Five percent of the world’s daily oil output has been disrupted, or 5.7 million barrels/day, the biggest disruption in history (and bigger than the 5.6 million b/d disruption during the Iranian Revolution of 1978-79). With half of Saudi Arabia’s oil production offline, oil had its biggest one-day gain since 2008 on Monday, and for a lucky few traders who owned the October $60 call options in WTI futures, their previously worthless contracts were suddenly worth $24 million, per Bloomberg, and the spread between Brent and WTI futures widened by as much as 37%.
Though Saudi officials initially said the lost output would be recovered in a couple of days, it’s now looking like it could take several weeks or longer for production to be fully restored. Whether we end up withdrawing oil from the Strategic Oil Reserve, as President Trump authorized, remains to be seen. There are approximately 1.8 billion barrels held in reserve by governments across the globe, according to Oswald Clint, senior analyst for Bernstein.
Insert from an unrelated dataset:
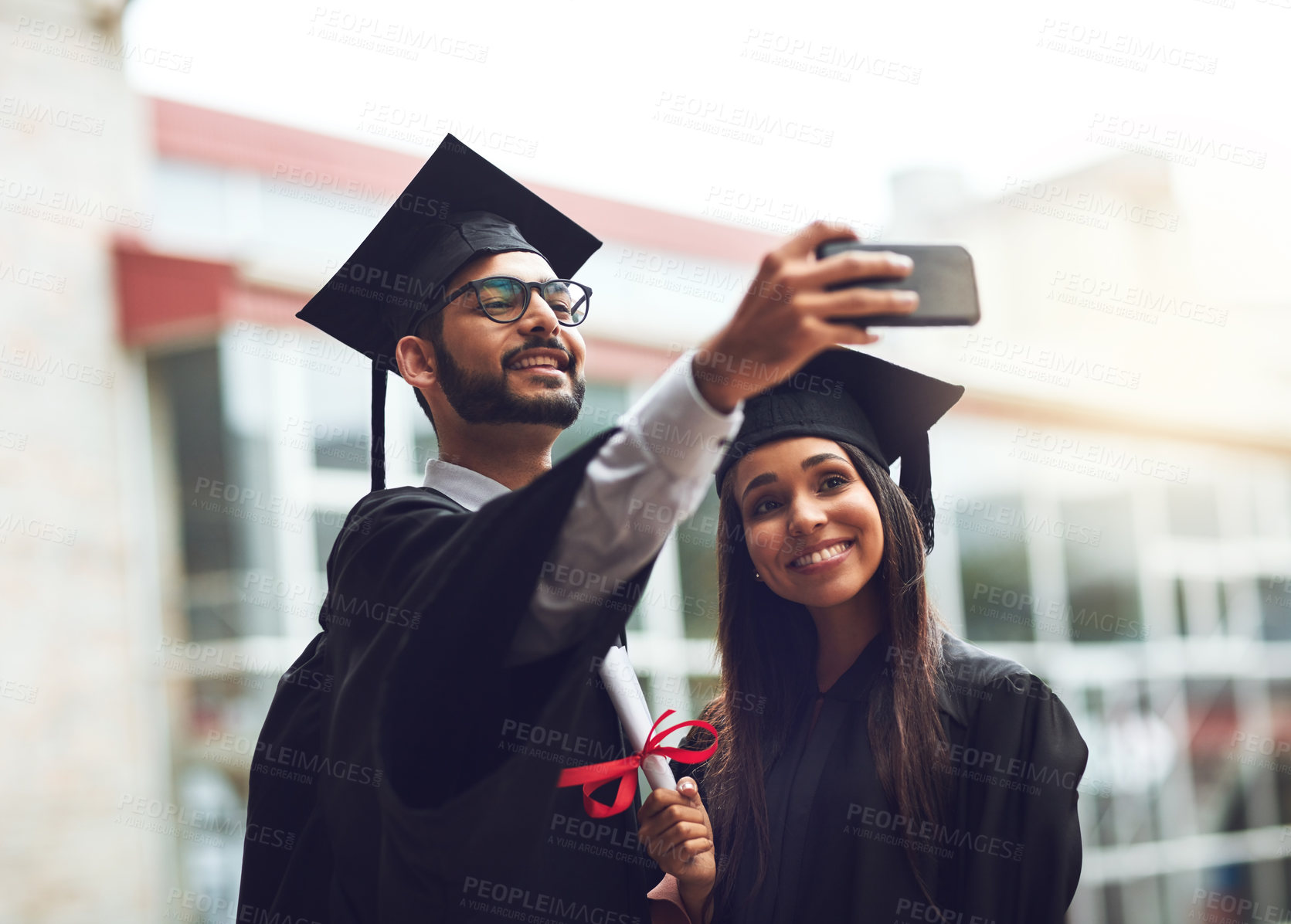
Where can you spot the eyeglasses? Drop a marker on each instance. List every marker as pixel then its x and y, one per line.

Aramco, meanwhile, is considering delaying its long-awaited IPO as they deal with the fallout. Elsewhere, the beaten-down energy sector has suddenly found itself ripping higher. Oil stocks, from Apache to Whiting Petroleum, moved higher across the board, and other assets like gold, bonds, and the Canadian dollar also spiked as a general sense of global uncertainty heightened. Airline and cruise stocks also got hit, as the expected increase in oil costs are likely to have some impact, though the true extent has yet to be seen.
The biggest takeaway right now is that the market needs to account for increased security risk to the oil markets. As Credit Suisse analyst Saul Kavonic put it, “Political-risk premiums are now back on the oil-market agenda.” Mizuho quantified that increased risk as an added $5 per barrel. Goldman Sachs estimated that if oil production remained down for more than six weeks, Brent futures would likely rally to $75 per barrel.
Standard & Poor’s called it back to the U.S. economy, saying “One of the biggest factors playing into our current economic outlook is uncertainty, and along with a heightened level of this, higher oil prices may be just one more nail in the coffin for this current US expansion.”
While it’s too early to tell just how long it will take to recover, we can now add oil to the list of fears this market has. In the meantime, this is just one more thing for the FOMC to address when they meet this week.